Se ha puesto mucho interés en el efecto del
factor de crecimiento epidérmico (EGF, urogastrona). El EGF es una
hormona relativamente estable al ácido que se produce en las
glándulas salivares y de Brunner. Se encuentra en una gran variedad
de secreciones externas así como en la sangre y líquido amniótico
(Marti et al., 1989). El peso molecular del EGF humano
maduro es de 6,2 kDa (Carpenter et al., 1991). El EGF está
filogenéticamente muy conservado y se produce mucha reactividad
cruzada entre diferentes especies.
Se sabe que el EGF aumenta la absorción de
H_{2}O, Na^{+}, Cl^{-} y glucosa en un modelo de conejo
(Opleta-Madsen et al., 1991). Además, el EGF
estimula la elongación de las vellosidades. Esto da como resultado
un aumento en la superficie apical y un aumento general en la
absorción de nutrientes (Hardin et al., 1999). La absorción
de hidratos de carbono se facilita además por la secreción de la
amilasa pancreática estimulada por EGF (Piiper et al.,
1994).
Varios estudios han mostrado un efecto positivo
de la aplicación de EGF en modelos animales experimentales para el
síndrome del intestino corto (Helmrath et al., 1988; Chaet
et al., 1994; O'Loughlin et al., 1994; Swaniker et
al., 1996; Lukish et al., 1997; Dunn et al.,
1997).
Los efectos mediados por EGF después de la
resección intestinal son muy dependientes de la dosis: hasta un
cierto límite, la adaptación aumenta al aumentar la dosis.
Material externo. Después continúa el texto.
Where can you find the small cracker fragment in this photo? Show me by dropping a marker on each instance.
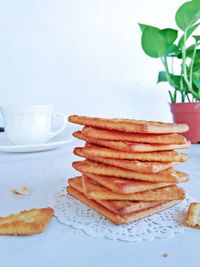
(193, 215)
(26, 222)
(23, 190)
En
estudios intestinales, la dosis normal se sitúa entre 30 y 300
\mug/kg de peso corporal/día. La aplicación sistémica así como la
parenteral parecen eficaces. Sin embargo, se puede no querer la
aplicación sistémica por sus posibles efectos secundarios: varias
neoplasias tienen receptores de EGF, y un aumento general en la
concentración de EGF en sangre podría estimular la formación de
tumores. La aplicación entérica de EGF, sin embargo, es menos eficaz
ya que la pepsina puede procesar el EGF maduro a una forma truncada
que sólo tiene el 25% de la actividad biológica inicial (Playford
et al., 1995).
De forma sorprendente, se ha sido capaz de
demostrar que se puede administrar el EGF in situ mediante
bacterias del ácido láctico recombinantes que producen EGF. La
producción y secreción eficaces de EGF por bacterias del ácido
láctico no es obvia, y necesita la optimización de la secuencia
codificante. Además, no se puede pronosticar que las bacterias del
ácido láctico sobrevivan lo suficiente el paso a través del estómago
para producir la cantidad apropiada de EGF para estimular el
crecimiento de las vellosidades, para fomentar la absorción de
nutrientes y para tratar el síndrome de intestino corto.
Es un primer aspecto de la invención
proporcionar una bacteria del ácido láctico productora de EGF.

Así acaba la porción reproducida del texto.